# life is not fair.



## Sharez (Nov 13, 2007)

just had my 4th BFN.  It was my first time with ICSI.  I feel so dead and numb inside. I just don't know how I'm going to carry on with my life. I can't imagine my life without children.  We can't continue with tx because we have no money for this.  If we are lucky we might be able to raise the £1000 it will cost for FET. I feel that I'm a useless wife, and daughter.  I just want to crawl into bed and never come out. I can't even contemplate going back to work.  What makes it more frustrating is I have no idea why we are not getting pregnant. Eggs were great embryos were 11 cells when they were transferred. WHY DIDN'T IT WORK??


----------



## beachgirl (Jun 7, 2007)

Sharez, firstly sending you a big hug as I think that's much needed, sorry to hear that this cycle hasn't worked. I agree, life is unfair and for some people not at all easy..

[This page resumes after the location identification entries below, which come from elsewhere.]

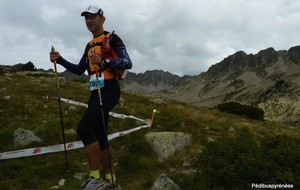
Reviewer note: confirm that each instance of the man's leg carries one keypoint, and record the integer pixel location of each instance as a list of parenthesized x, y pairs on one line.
[(94, 159)]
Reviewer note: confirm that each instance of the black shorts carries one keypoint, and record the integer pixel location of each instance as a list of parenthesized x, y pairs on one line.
[(90, 128)]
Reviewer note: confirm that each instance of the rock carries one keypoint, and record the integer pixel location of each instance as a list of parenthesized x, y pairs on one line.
[(72, 108), (6, 98), (24, 137), (165, 144), (80, 175), (209, 139), (158, 101), (122, 101), (164, 183), (61, 182), (70, 132), (3, 89)]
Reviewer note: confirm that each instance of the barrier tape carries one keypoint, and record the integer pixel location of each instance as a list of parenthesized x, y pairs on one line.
[(60, 147), (76, 144), (116, 115)]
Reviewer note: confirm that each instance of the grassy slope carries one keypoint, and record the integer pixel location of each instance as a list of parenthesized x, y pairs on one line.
[(136, 163)]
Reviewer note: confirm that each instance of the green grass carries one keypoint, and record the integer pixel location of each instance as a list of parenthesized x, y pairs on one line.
[(136, 163)]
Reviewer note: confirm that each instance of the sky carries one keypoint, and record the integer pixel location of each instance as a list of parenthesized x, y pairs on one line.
[(181, 37)]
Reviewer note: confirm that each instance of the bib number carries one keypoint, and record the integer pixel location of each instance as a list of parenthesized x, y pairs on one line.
[(94, 82)]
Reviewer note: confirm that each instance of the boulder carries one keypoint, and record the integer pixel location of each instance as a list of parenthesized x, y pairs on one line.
[(23, 137), (164, 183)]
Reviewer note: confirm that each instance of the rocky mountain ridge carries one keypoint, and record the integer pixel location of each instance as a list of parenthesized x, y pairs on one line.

Have you looked into to having basic immunes tested? Most G.P.s are willing to do Level 1 immunes, I'll see if I can find a link and post it tomorrow, Dr Beers book is very helpful although very wordy and that does give great insight into all the immune issue side.

You aren't useless as a wife or daughter so stop thinking that, try and remember all the good things that you have, a loving husband and family who are no doubt very supportive and would be horrified to know that you feel this way..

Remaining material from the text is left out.